California’s Bureau for Private Postsecondary Education
issued an emergency decision on August 26, directing ITT Tech
and its subsidiaries to cease enrollment of any new students at 15
locations across the state. At the time, the for-profit school was also
under investigation by other state and federal offices.
Once the Accrediting Council for Independent Colleges
and Schools (ACICS) determined that ITT Tech was “not in
compliance”, and was “unlikely to become in compliance” with
accreditation standards, it lost access to federal student aid before
ceasing operations of its national online programs as well as its 130
campuses located in 38 states. As many as 45,000 students had
been enrolled at ITT Tech.
Just days before Christmas, John King, U.S. Secretary of
Education, upheld a September decision that terminated the
Department’s recognition of ACICS as the accrediting agency
for nearly 240 institutions – most of which were for-profits.
Education determined that ACICS failed to meet several regulator
criteria and was therefore out of compliance.
Even earlier in 2014, CFPB sued Corinthian Colleges, Inc.
for luring tens of thousands of students to take out private label
loans, known as “Genesis loans,” to cover expensive tuition costs by
advertising bogus job prospects and career services.
More than 60 percent of Corinthian school students
defaulted on these high-cost loans within three years. Corinthian
also used illegal debt collection tactics to strong-arm students into
paying back those loans while still in school. Even for borrowers
who did not default, interest rates were more than twice as
expensive as interest rates on federal loans.

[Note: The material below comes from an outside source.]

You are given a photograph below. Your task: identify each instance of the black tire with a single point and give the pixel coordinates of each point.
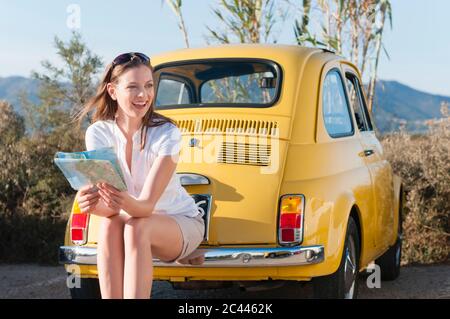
(89, 289)
(338, 285)
(389, 262)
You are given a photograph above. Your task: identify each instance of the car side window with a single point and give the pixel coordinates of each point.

Corinthian Colleges was forced in 2015 to close its 107
campuses while its parent organization, ECMC Group agreed
to multiple stipulations that included:
• $480 million in debt relief for Genesis loan borrowers;
• An end to improper debt collection practices; and
• The removal of negative information from student
borrowers’ credit reports.
• Unfortunately, these three colleges and universities often
perpetrated their frauds against veterans and people of
color.
“There must be more vigorous efforts to prevent
schools that use deceptive practices from accessing federal
student aid in the first place,” remarked Whitney Barkley-
Denney, a policy counsel with the Center for Responsible
Lending. “We’ve seen the fallout from these abusive recruitment
practices over and over again.”
Fortunately, two recent federal developments may curb
these kinds of educational quagmires.
On December 15, President Obama signed into law the
recently-passed Career Ready Student Veterans Act. It will
prevent the Veterans Administration from approving programs
for GI bill benefits if graduates are ineligible for licensure in
related occupations.
Similarly, a new U.S. Department of Education rule
addresses post-secondary distance education learning,
requiring that colleges be authorized to operate in states
where their students live. To participate in federal student aid
programs, these post-secondary distance education programs
must affirmatively certify that enrolled student borrowers are
able to obtain state licensure in their field of study.
“While these rules are a step in the right direction,” noted
Barkley-Denney, “they also underscore the need for states to
increase their own role in higher education oversight…States
can prohibit schools from enrolling students into programs
for which the school is not properly accredited and therefore
students are not eligible for licensure in their field.”